Il est fortement déconseillé de s’approcher d’un nid sans répulsif olfactif ou sans mimétisme d’odeur, sous peine d’être immédiatement perçu comme intrus.

Lieux de vie :
On retrouve les Mukha dans les marécages anciens, les ruines infestées, et surtout dans les zones de charniers oubliés. Les sous-sols de certains hospices fermés ou des cryptes profanées peuvent contenir des essaims en dormance. Leur présence transforme l’air, le rendant légèrement sucré et poisseux.

Caractéristiques :

  • Femelles : capacité de vol rapide, attaques furtives.
  • Mâles : poches d’acide projeté, mortelles à courte portée.
  • Reliées mentalement : tuer l’une, c’est alerter toutes.
  • Œufs nourriciers : liquide interne guérisseur ou alchimique.
  • Yeux-cristaux : rouges, verts ou bleus ; utilisables dans des lanternes spéciales.
  • Extrême sensibilité du cou — zone vitale.
📜 Notes de Melyfia K. — Dossier nécro-biologique 112 :

« L’autopsie d’un Mukha mâle m’a permis d’isoler trois poches d’acide situées derrière le sternum : elles sont reliées à un mécanisme musculaire complexe, permettant la projection du fluide à grande vitesse. Ce liquide, une fois exposé à l’air, se stabilise en quelques secondes — ce qui signifie qu’il peut être stocké en fiole si l’on est rapide. Il dissout les chairs mais préserve les nerfs : parfait pour certains rituels de souffrance contrôlée ou d’extraction de souvenirs traumatiques. »

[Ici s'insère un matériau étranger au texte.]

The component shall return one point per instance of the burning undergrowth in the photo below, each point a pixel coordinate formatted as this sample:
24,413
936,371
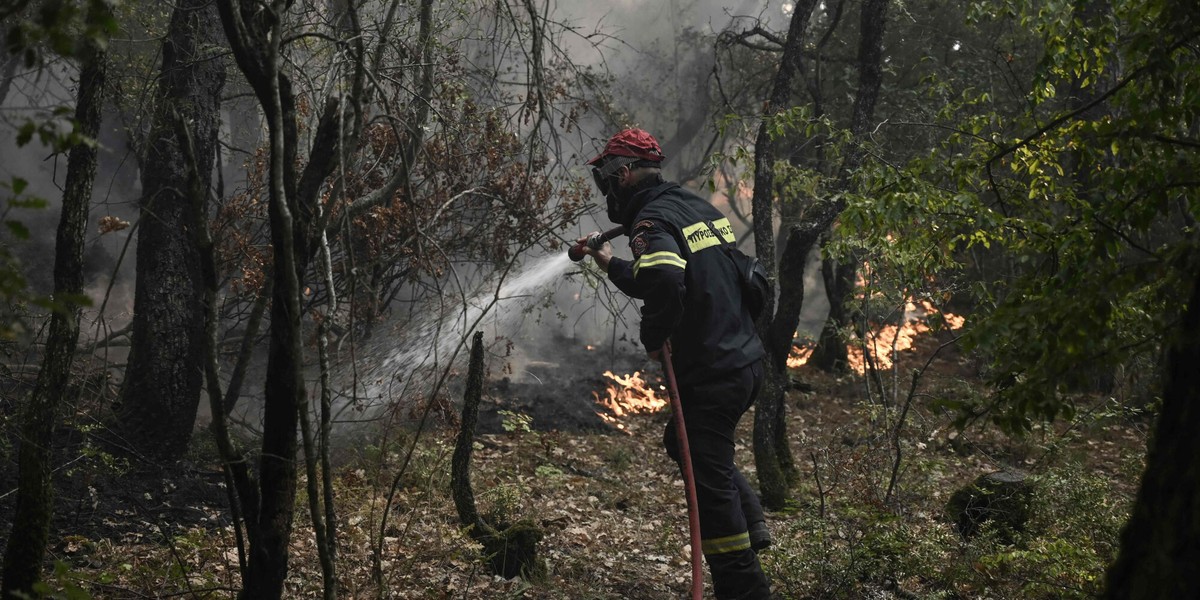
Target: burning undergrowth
577,391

« Chez la femelle, l’appareil respiratoire est partiellement fusionné avec les ailes. Ces dernières sont couvertes de soie vibratoire, invisible à l’œil nu, mais perceptible pour certaines créatures à résonance magique. Lorsqu’elles battent à une fréquence précise, elles produisent un effet de brouillage mental — semblable à une confusion légère, mais cumulable. J’ai vu un rat de laboratoire se frapper la tête contre sa cage après quinze minutes d’exposition. »

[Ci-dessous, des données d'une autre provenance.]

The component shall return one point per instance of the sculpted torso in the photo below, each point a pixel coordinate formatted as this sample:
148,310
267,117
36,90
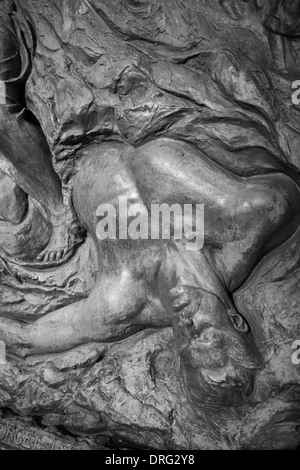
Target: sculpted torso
159,118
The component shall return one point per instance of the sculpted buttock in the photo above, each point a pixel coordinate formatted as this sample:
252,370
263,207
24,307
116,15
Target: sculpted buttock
117,327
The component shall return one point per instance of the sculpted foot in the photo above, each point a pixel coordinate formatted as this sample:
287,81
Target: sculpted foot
66,236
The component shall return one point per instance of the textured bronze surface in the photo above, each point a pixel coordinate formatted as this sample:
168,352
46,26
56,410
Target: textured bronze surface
149,342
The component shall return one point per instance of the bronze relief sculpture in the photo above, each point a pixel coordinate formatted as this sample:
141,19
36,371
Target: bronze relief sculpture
148,341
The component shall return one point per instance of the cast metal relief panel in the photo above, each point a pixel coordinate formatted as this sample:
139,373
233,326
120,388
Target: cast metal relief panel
149,224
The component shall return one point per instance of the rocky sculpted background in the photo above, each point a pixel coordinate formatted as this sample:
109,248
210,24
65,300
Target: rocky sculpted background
147,343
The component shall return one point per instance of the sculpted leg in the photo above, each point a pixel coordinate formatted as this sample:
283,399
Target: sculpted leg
24,146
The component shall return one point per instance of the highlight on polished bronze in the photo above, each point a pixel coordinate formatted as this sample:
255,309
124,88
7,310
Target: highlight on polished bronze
149,224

« Le cerveau des Mukha n’existe pas en tant qu’organe isolé. Il est diffusé dans un réseau nerveux qui court le long de leur colonne et jusque dans leurs antennes. Ces antennes sont d’ailleurs capables de recevoir des signaux vibratoires à distance, ce qui explique la synchronisation parfaite des essaims. Ce réseau les rend vulnérables : une surcharge d’ondes (par exemple un cristal dissonant) peut temporairement les désorienter, voire les séparer du lien collectif. »

« Leur cœur, s’il en est un, est lent mais extrêmement résistant. J’ai extrait un cœur encore battant trois minutes après dissection complète. Il contient une sève noire, non corrosive, qui semble transporter les nutriments produits par les œufs. Ceux-ci, selon leur sexe, sont remplis soit d’un fluide nutritif à base de protéines en décomposition, soit d’un baume acide aux propriétés médicinales puissantes. »

« Enfin, leurs yeux — véritables cristaux biologiques — ne servent pas seulement à voir, mais à filtrer des couches spécifiques du monde. En les insérant dans des lentilles taillées, on peut voir les flux d’énergie magique, les traces d’anciens rituels ou les résidus d’émotions. Le rouge révèle la colère, le bleu la mémoire, le vert les intentions non dites. Ce ne sont pas des monstres : ce sont des échos raffinés d’une évolution non humaine, qui s’est réécrite elle-même à partir d’un échec humain. »

Objets récupérables :

  • Œuf de Mukha (femelle) : Liquide guérisseur naturel, accélère la cicatrisation et peut nourrir un adulte (75 BP & 100 PV)
  • Poche Toxique (mâle) : Permet d’être utiliser comme grande acide, ou comme ingréfient alchémique.
  • Cristal Oculaire (rouge, vert, bleu) : Insérable dans une lanterne spéciale, modifie la lumière produite et révèle différents plans invisibles. Très recherché par les occultistes.

EXP : 75
Argent : 37 $

Mamba Noir

1. Ce qu’est le monstre
Le Mamba Noir est une tarentule gigantesque des profondeurs, dotée d’une carapace noire et luisante, si dure qu’elle ricoche les lames et résiste à la plupart des attaques. Elle ne chasse pas, elle tend. Son venin se divise en deux composants : l’un empoisonne, l’autre paralyse — un cocktail funeste pour les imprudents.

💀💀💀💀
Niveau de menace élevé. Les chasseurs non préparés finissent figés dans leurs regrets, accrochés au plafond, les yeux grands ouverts.

2. Son comportement
D’un naturel lent et posé, le Mamba Noir préfère attendre ses proies dans les recoins sombres et humides. Il tisse des toiles d’une résistance surnaturelle, renforcées parfois par un liquide craché pour en améliorer l’adhérence. Toute tentative de s’en libérer sans précaution est vouée à l’échec : les jets de dés y échouent systématiquement sans solution adaptée. Seul un vent dirigé avec précision peut les couper. La créature ne poursuit presque jamais : elle piège, mord, suspend, digère lentement.


3. Lieux de vie
Égouts profonds, caves détrempées, cryptes oubliées, tunnels aquifères, catacombes ruisselantes.


4. Caractéristiques

  • Toiles collantes et résistantes au feu, uniquement sectionnables par des vents précis.
  • Morsure à effet double : venin empoisonné + paralysant.
  • Coquille résistante : vulnérabilité uniquement sur le dos, entre les plaques.
  • Femelles cracheuses : certaines modifient leurs toiles pour les rendre encore plus létales.
  • Œufs Cristalisés : si la créature est touchée au cœur au moment de sa mort, ses œufs se cristallisent, devenant utilisables en alchimie.

Analyse de Melyfia K.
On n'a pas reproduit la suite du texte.